VMware on AWS My Thoughts

vmware-and-amazon-web-services-extending-vmware-into-aws-1As VMworld 2017 has just finished I have been giving VMware on AWS some thought.  Lot’s of questions have been running through my head, so I thought I would try and transcribe some here.

What Is It?

It’s a minimum of 4 x of vSphere Hosts running VMware’s SDDC (ESXi, NSX and vSAN) which is dedicated to a customer.  VMware manage the availability, patching and maintenance whilst the customer consumes the resources.

Each ESXi Host provides 36 x CPU Cores, 512GB RAM and 8 NVMe drives.  Some of this space is dedicated to management items such as vCenter and NSX VM’s so overall usable resources will be less.

Why Would I Use It?

This is a question I have been pondering on, my initial thoughts are:

  • A customers infrastructure lifecycle is at the point of refresh and they are moving to an ‘opex model’
  • A customer needs to exit a datacentre quickly and this could be one of a number of options
  • A customer is deploying a remote office and doesn’t want to invest in on-premises infrastructure for their VM estate
  • Target for disaster recovery to reduce on-premises secondary datacentre footprint (not sure if SRM is supported yet)

Even though I’m not convinced by this one, a potential candidate for a use case is to extend your on-premises operational model to AWS.
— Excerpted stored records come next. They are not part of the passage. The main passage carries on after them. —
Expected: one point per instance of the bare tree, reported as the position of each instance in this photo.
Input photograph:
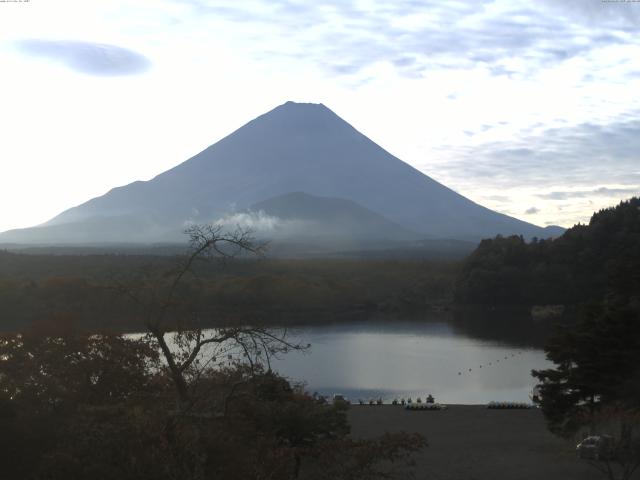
(188, 348)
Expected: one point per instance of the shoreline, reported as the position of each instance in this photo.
(472, 442)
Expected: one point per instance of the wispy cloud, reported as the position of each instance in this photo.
(598, 192)
(86, 57)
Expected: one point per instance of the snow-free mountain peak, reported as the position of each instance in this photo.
(296, 147)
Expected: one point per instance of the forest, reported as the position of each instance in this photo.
(583, 264)
(258, 289)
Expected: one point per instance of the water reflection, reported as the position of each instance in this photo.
(410, 359)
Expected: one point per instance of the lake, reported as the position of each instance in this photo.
(410, 359)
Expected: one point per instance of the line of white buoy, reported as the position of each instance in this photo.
(507, 357)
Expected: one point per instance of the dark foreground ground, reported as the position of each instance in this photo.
(475, 443)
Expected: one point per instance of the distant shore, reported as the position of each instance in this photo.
(471, 442)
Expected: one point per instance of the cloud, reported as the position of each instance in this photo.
(86, 57)
(598, 192)
(416, 37)
(588, 154)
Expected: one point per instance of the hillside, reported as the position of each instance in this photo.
(584, 264)
(293, 148)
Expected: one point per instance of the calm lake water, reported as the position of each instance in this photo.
(409, 359)
(395, 359)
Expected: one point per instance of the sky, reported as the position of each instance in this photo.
(529, 108)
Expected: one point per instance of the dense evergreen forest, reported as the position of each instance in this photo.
(580, 266)
(91, 288)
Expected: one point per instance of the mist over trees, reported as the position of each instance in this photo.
(178, 402)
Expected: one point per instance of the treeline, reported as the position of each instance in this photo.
(94, 289)
(581, 265)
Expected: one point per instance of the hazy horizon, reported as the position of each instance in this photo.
(529, 110)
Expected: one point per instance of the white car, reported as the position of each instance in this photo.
(596, 447)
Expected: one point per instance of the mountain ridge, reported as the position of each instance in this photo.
(292, 148)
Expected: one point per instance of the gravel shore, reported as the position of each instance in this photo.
(471, 442)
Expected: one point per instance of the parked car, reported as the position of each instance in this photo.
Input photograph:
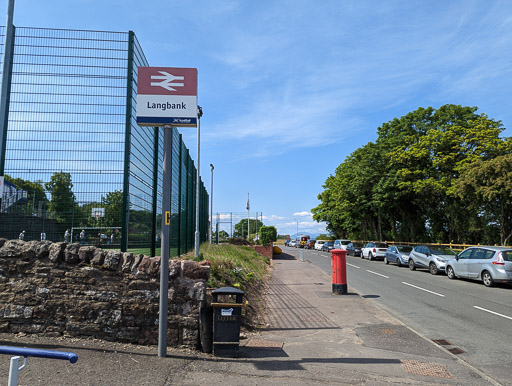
(354, 249)
(318, 245)
(398, 254)
(433, 257)
(310, 244)
(327, 246)
(374, 250)
(341, 244)
(488, 264)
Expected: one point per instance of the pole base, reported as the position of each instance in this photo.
(339, 289)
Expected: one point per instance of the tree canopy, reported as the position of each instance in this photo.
(435, 175)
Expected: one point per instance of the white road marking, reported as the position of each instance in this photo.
(492, 312)
(423, 289)
(379, 274)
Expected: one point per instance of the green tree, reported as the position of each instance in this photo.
(62, 202)
(35, 193)
(241, 227)
(402, 187)
(487, 187)
(223, 235)
(113, 204)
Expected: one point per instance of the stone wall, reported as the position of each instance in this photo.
(57, 289)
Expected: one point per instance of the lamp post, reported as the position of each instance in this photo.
(248, 207)
(211, 202)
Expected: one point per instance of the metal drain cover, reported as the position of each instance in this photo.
(456, 351)
(426, 368)
(442, 342)
(264, 344)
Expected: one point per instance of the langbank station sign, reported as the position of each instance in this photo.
(167, 96)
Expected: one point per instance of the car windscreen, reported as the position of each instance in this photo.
(443, 251)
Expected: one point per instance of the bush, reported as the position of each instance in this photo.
(238, 241)
(267, 235)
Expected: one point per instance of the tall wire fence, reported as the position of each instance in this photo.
(74, 148)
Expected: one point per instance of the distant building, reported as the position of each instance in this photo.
(72, 109)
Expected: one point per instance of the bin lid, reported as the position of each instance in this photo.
(228, 291)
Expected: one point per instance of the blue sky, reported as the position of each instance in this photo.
(290, 88)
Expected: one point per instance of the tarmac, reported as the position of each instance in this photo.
(311, 337)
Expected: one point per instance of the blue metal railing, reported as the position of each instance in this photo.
(31, 352)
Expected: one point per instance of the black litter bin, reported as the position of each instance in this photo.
(227, 318)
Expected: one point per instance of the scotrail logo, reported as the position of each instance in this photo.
(167, 81)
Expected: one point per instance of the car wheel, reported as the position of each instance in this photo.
(487, 279)
(450, 273)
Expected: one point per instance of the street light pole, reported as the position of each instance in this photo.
(211, 202)
(248, 216)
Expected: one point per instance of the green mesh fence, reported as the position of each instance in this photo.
(76, 156)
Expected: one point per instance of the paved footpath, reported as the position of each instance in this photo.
(313, 337)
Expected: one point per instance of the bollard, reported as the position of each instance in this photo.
(339, 271)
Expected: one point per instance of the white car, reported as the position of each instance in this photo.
(319, 244)
(374, 250)
(341, 244)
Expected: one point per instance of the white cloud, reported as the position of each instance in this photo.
(273, 218)
(302, 214)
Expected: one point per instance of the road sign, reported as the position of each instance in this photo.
(167, 96)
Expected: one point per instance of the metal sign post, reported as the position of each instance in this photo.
(167, 97)
(164, 255)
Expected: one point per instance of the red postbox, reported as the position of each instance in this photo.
(339, 271)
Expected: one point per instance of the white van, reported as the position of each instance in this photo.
(341, 244)
(319, 244)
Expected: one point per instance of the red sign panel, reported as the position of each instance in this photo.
(167, 81)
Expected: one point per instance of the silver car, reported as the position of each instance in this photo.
(433, 257)
(398, 254)
(488, 264)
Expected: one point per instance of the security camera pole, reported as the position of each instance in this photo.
(248, 207)
(211, 203)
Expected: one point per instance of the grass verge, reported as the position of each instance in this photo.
(240, 267)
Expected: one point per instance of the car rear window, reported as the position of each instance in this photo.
(443, 251)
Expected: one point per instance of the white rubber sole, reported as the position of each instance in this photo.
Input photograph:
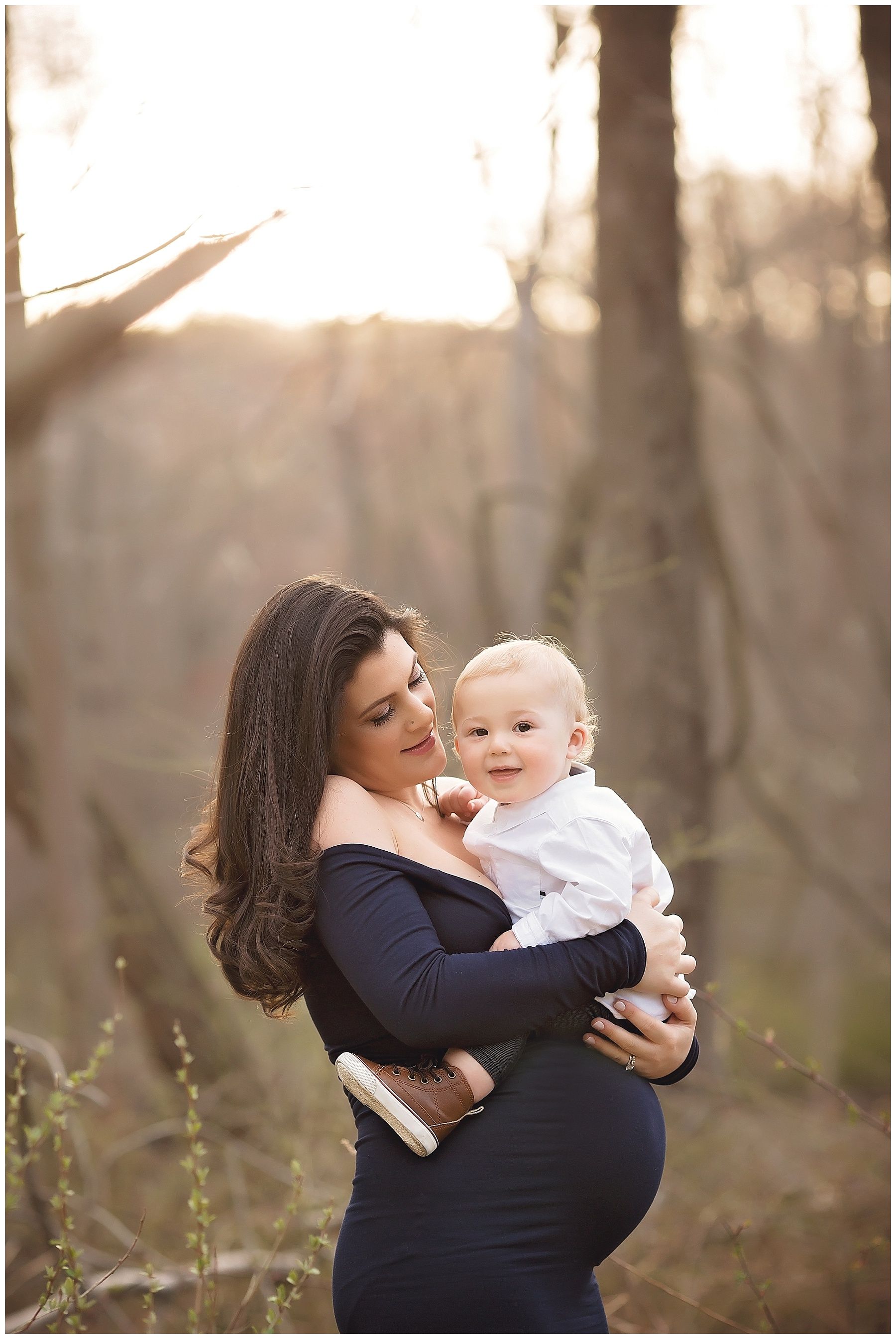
(365, 1085)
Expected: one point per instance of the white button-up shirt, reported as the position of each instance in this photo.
(567, 864)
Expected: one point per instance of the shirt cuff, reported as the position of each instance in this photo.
(531, 932)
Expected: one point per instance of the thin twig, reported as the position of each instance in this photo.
(785, 1061)
(118, 1263)
(757, 1289)
(232, 1264)
(117, 270)
(681, 1297)
(280, 1226)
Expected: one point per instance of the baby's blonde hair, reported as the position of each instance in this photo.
(513, 654)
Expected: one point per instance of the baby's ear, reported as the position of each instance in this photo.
(577, 740)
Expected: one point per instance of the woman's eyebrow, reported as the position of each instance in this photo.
(381, 701)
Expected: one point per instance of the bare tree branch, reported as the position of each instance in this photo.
(117, 270)
(54, 350)
(788, 1062)
(231, 1264)
(679, 1297)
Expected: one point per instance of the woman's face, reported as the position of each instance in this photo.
(387, 736)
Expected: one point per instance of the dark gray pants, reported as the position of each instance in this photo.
(500, 1058)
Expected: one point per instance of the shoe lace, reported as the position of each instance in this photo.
(431, 1069)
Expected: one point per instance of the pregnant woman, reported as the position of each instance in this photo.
(334, 875)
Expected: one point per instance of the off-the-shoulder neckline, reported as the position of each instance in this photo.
(396, 855)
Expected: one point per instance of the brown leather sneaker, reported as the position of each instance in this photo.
(422, 1103)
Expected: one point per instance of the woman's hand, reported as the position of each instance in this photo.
(664, 1046)
(665, 944)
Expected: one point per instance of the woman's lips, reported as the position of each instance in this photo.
(425, 745)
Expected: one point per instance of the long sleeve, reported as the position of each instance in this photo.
(685, 1068)
(374, 926)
Another one which I’m not convinced by is reducing your on-premises operational costs by having someone else manage maintenance by patching your storage, ESXi Hosts and vCenter.  Are companies really going to make Dave redundant? Nope they are just going to get Dave doing something different for that one day a month (or Dave gets to chill out).

Would I Recommend It?

The concise answer is potentially.  The customers that I work with are reviewing their application estate and looking to either keep, kill, consolidate or transform them.

  • The keep category often fall into ‘that’s too difficult to tackle basket’ or we have only just invested in a new application or release
  • Kill generally means that the application will be ‘withered on the vine’
  • Consolidate generally means a number of applications will be collapsed into a single master
  • Transform usually means from on-premises to a SaaS type offering for example Exchange On-Premises to Office 365 Exchange Online

Out of these, which are the use cases for VMware on AWS?  The answer is simple anything heritage AKA Virtual Machine, as PaaS and SaaS will go somewhere else.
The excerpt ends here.